There are unique characteristics about investors who switch advisors due to poor investment performance, and those investors come from different segments such as age, wealth and investment knowledge. For instance, the oldest investors, those over the age of 68, are most likely to be looking at investment performance when making the decision to switch (and 72 percent of that age group did switch advisors at some point in their lives).
Investors with a fair knowledge of investing are also most likely to switch advisors who are not doing well with their selected investments as compared to the overall stock market. These knowledgeable investors are more likely to be the ones that are keeping aware of circumstances and events in investing, and are more likely to be the ones who get their information from reading financial articles.
Investors switching advisors due to poor investment performance are also the ones who are most likely to buy and sell stocks themselves using online services.
The bottom line about the bottom line is that these investors who switch advisors due to poor investment performance are more involved in the investment world. They are more likely to have significant assets in mutual funds and in their retirement plans, and simply pay more attention to what is happening with their portfolio than other investors.
“All financial advisors track their client’s investments, but some investors pay close attention as well,’’ said Spectrem President George H. Walper Jr. “Those investors who are involved, have been investing for a long period of time and know what they are talking about are going to expect their advisor to be increasing their net worth and improving their investment portfolio.
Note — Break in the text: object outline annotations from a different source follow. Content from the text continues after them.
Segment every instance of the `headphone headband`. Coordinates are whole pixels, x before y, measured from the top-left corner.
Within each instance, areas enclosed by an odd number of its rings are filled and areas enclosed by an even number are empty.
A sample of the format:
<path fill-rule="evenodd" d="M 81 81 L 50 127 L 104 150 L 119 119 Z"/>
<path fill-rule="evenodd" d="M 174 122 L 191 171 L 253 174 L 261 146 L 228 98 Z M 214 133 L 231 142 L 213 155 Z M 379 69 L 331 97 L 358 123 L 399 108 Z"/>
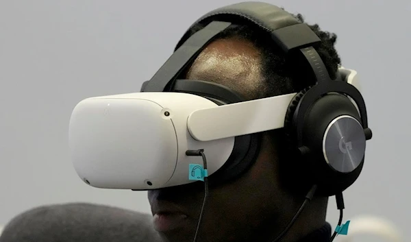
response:
<path fill-rule="evenodd" d="M 321 42 L 310 27 L 282 8 L 262 2 L 242 2 L 212 10 L 201 16 L 184 34 L 176 49 L 190 37 L 190 30 L 197 25 L 212 21 L 241 24 L 253 23 L 271 34 L 273 40 L 287 53 L 290 50 L 312 46 Z"/>

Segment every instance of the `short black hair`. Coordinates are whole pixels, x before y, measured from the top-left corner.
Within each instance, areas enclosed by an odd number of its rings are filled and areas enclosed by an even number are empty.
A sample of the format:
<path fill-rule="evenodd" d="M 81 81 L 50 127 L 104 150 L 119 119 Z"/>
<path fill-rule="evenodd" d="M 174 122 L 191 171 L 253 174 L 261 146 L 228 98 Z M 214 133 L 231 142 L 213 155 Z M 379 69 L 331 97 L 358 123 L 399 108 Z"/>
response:
<path fill-rule="evenodd" d="M 304 23 L 301 14 L 293 16 L 301 23 Z M 341 62 L 334 47 L 336 35 L 322 31 L 317 24 L 308 25 L 321 40 L 321 44 L 315 49 L 324 62 L 330 77 L 335 79 Z M 195 25 L 189 29 L 188 36 L 194 34 L 204 27 L 200 23 Z M 220 33 L 216 40 L 230 38 L 239 38 L 251 42 L 261 55 L 264 90 L 261 90 L 260 93 L 250 93 L 249 96 L 263 98 L 292 93 L 312 84 L 293 81 L 295 79 L 295 76 L 293 76 L 295 71 L 290 71 L 290 65 L 286 62 L 286 57 L 265 30 L 247 24 L 230 26 Z"/>
<path fill-rule="evenodd" d="M 305 23 L 304 19 L 301 14 L 293 15 L 301 23 Z M 321 58 L 329 77 L 334 80 L 338 73 L 338 69 L 341 64 L 340 56 L 335 49 L 337 40 L 336 34 L 322 31 L 318 24 L 310 25 L 306 23 L 310 28 L 319 36 L 321 42 L 320 45 L 314 47 Z M 205 26 L 197 24 L 192 26 L 188 34 L 188 36 L 194 34 L 196 32 L 201 29 Z M 245 39 L 253 43 L 260 53 L 262 76 L 264 79 L 260 86 L 262 89 L 258 90 L 258 93 L 246 94 L 245 97 L 247 99 L 256 98 L 264 98 L 274 97 L 281 95 L 297 93 L 305 88 L 314 84 L 312 77 L 307 77 L 307 69 L 303 70 L 303 64 L 298 63 L 297 68 L 295 63 L 287 62 L 286 56 L 271 39 L 270 34 L 262 30 L 256 25 L 251 24 L 240 24 L 234 27 L 229 27 L 216 36 L 216 40 L 222 38 L 239 38 Z M 309 68 L 309 66 L 305 68 Z M 300 71 L 296 71 L 299 70 Z M 310 82 L 311 81 L 312 82 Z M 230 86 L 227 86 L 231 88 Z M 251 92 L 251 90 L 250 90 Z M 285 188 L 290 189 L 289 191 L 295 194 L 301 195 L 306 193 L 310 189 L 308 184 L 305 186 L 301 181 L 306 178 L 303 169 L 295 169 L 296 163 L 289 162 L 290 147 L 287 142 L 288 139 L 284 129 L 271 130 L 266 132 L 269 136 L 277 147 L 277 158 L 286 160 L 279 162 L 279 176 L 281 182 Z M 300 164 L 303 166 L 303 164 Z M 297 179 L 296 179 L 297 178 Z"/>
If the advisors are not doing that, these investors will find someone who will.”
While there is a push among investors, especially young investors, to see their advisor increase their social media presence, that is not a significant concern for investors who care most about bottom line performance. They do not use social media to communicate with others, and they are less likely to use financial products and services because they are advertised in social media.
These investors do use social media, however, to gather financial information. They are going to be watching their investments any way they can, and they are going to be watching the financial professional they hired to watch their investments as well.